Penjelasan: Setiap 5 sampai 10 tahun transisi perkembangan tidak dapat dihindari karena
interaksi antara kematangan biologis, pertumbuhan kepribadian, dan harapan peran
masyarakat untuk orang-orang dari berbagai usia. Hipotesis ini menormalkan
gangguan dramatis dan mengarahkan pada intervensi yang mencegah krisis
kematangan dari menjadi gangguan jangka panjang.
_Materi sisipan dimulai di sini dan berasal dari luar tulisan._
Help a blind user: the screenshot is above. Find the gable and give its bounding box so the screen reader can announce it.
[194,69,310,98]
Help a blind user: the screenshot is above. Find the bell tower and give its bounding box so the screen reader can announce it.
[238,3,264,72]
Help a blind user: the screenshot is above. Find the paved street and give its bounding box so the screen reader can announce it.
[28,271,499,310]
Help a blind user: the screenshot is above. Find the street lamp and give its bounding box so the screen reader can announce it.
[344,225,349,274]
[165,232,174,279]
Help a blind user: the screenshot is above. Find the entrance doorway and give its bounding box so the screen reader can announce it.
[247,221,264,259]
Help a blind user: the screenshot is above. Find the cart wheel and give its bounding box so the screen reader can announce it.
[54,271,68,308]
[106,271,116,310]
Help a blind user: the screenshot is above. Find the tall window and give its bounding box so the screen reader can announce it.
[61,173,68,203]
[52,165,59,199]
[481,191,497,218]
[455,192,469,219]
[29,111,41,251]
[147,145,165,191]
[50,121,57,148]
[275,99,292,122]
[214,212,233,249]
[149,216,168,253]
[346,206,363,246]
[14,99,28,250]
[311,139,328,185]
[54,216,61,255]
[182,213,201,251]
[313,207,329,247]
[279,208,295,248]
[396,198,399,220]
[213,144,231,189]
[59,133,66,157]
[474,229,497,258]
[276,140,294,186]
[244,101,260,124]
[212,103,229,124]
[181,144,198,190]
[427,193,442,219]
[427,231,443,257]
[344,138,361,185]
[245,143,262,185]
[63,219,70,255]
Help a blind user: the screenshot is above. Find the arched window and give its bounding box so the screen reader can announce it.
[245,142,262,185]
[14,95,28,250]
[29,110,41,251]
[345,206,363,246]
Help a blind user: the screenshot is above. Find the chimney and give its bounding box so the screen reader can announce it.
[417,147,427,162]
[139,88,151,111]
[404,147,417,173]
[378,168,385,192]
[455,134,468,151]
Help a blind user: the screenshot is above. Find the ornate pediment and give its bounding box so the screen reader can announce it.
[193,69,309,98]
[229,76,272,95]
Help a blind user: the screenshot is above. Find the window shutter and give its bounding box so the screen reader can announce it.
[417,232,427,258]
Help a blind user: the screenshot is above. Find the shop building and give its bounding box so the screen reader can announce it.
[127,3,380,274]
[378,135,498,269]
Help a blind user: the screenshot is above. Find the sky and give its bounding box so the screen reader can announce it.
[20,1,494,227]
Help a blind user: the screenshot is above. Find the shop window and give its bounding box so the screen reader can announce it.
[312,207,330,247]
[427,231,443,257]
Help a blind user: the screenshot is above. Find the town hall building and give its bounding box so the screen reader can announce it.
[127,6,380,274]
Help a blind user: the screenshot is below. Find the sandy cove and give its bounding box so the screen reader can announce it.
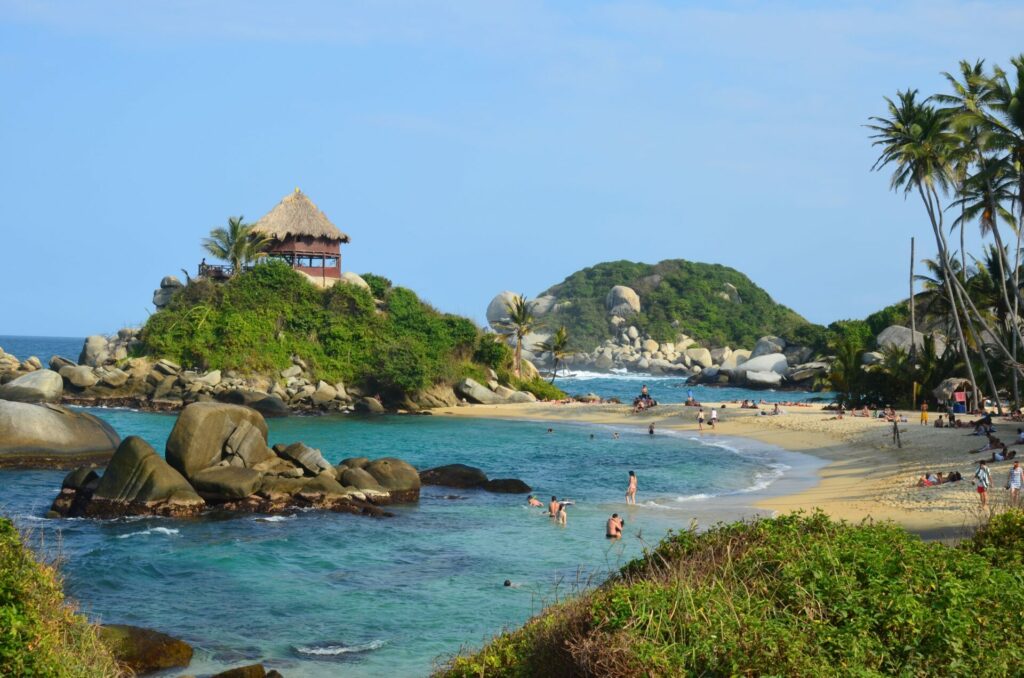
[434,402,1018,540]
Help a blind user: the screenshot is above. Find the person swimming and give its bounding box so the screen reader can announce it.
[604,513,626,539]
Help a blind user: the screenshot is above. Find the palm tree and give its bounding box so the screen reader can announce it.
[867,89,979,409]
[502,294,534,379]
[536,325,572,384]
[203,215,270,278]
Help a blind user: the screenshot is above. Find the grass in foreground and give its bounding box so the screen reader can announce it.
[0,518,122,678]
[438,511,1024,677]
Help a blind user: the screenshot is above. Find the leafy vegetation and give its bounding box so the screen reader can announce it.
[0,518,121,678]
[544,259,823,350]
[141,260,487,396]
[440,512,1024,678]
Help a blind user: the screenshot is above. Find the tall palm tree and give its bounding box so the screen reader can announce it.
[537,325,572,384]
[502,294,534,379]
[867,89,980,409]
[203,215,270,278]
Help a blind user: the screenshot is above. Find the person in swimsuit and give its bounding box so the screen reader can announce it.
[604,513,624,539]
[626,471,637,504]
[974,461,992,508]
[1007,462,1024,506]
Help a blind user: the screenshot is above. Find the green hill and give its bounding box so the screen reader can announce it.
[542,259,823,350]
[140,261,557,401]
[438,511,1024,678]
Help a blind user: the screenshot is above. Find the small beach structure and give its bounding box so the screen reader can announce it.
[252,188,349,287]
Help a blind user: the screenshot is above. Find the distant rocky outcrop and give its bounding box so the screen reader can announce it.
[51,402,420,517]
[0,400,121,468]
[420,464,531,495]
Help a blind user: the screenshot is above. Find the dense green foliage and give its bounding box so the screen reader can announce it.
[443,512,1024,678]
[544,259,821,350]
[141,260,480,396]
[0,518,120,678]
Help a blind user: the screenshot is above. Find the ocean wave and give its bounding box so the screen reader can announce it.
[118,527,179,539]
[295,640,385,656]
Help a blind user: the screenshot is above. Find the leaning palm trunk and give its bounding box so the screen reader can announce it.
[925,183,981,404]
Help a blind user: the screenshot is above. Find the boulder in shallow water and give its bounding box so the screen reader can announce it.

Individu membutuhkan
dukungan untuk membuat pilihan pribadi dan menyelesaikan tugas perkembangan
pada jangka waktu mereka sendiri.
Contoh: 1. Henry (45 tahun) baru saja mengirim anak keduanya ke perguruan tinggi dan
mendapati dirinya bertanya-tanya mengenai makna jalan hidupnya. Dia
menggambarkan masalahnya sebagai krisis paruh baya. Dia berfantasi secara
dramatis dengan mengubah gaya hidupnya, dengan kabur bersama pelatih pribadinya
yang berusia 23 tahun. Ketika ditanya tentang istrinya, ia berkata, “Kami baru saja
memutuskan untuk berbeda arah”.
2. Tara (17 tahun) adalah senior di sebuah SMA. Semua teman-temannya mendaftar
kuliah, namun ia merasa cemas dan bingung “Aku tidak tahu apa yang aku inginkan
dengan hidupku”. Ia bosan dengan sekolah dan kesulitan dalam berkonsentrasi. Ia
juga merasa cemburu dan marah pada sahabatnya yang telah mendapatkan pacar dan
mengabaikannya.
3. Edward (62 tahun) sangat senang ketika menerima paket pensiun lebih awal dari
perusahaan. Namun, setelah beberapa bulan, ia tenggelam dalam depresi,
menggunakan piyama sepanjang hari. Ia tidak memiliki hobi, dan teman-temannya
masih bekerja. Ia juga marah pada istrinya karena tidak meninggalkan pekerjaannya
untuk bepergian dengannya, yang telah mereka rencanakan, sedangkan istrinya
berusia 10 tahun lebih muda dan mencintai pekerjaan sosialnya.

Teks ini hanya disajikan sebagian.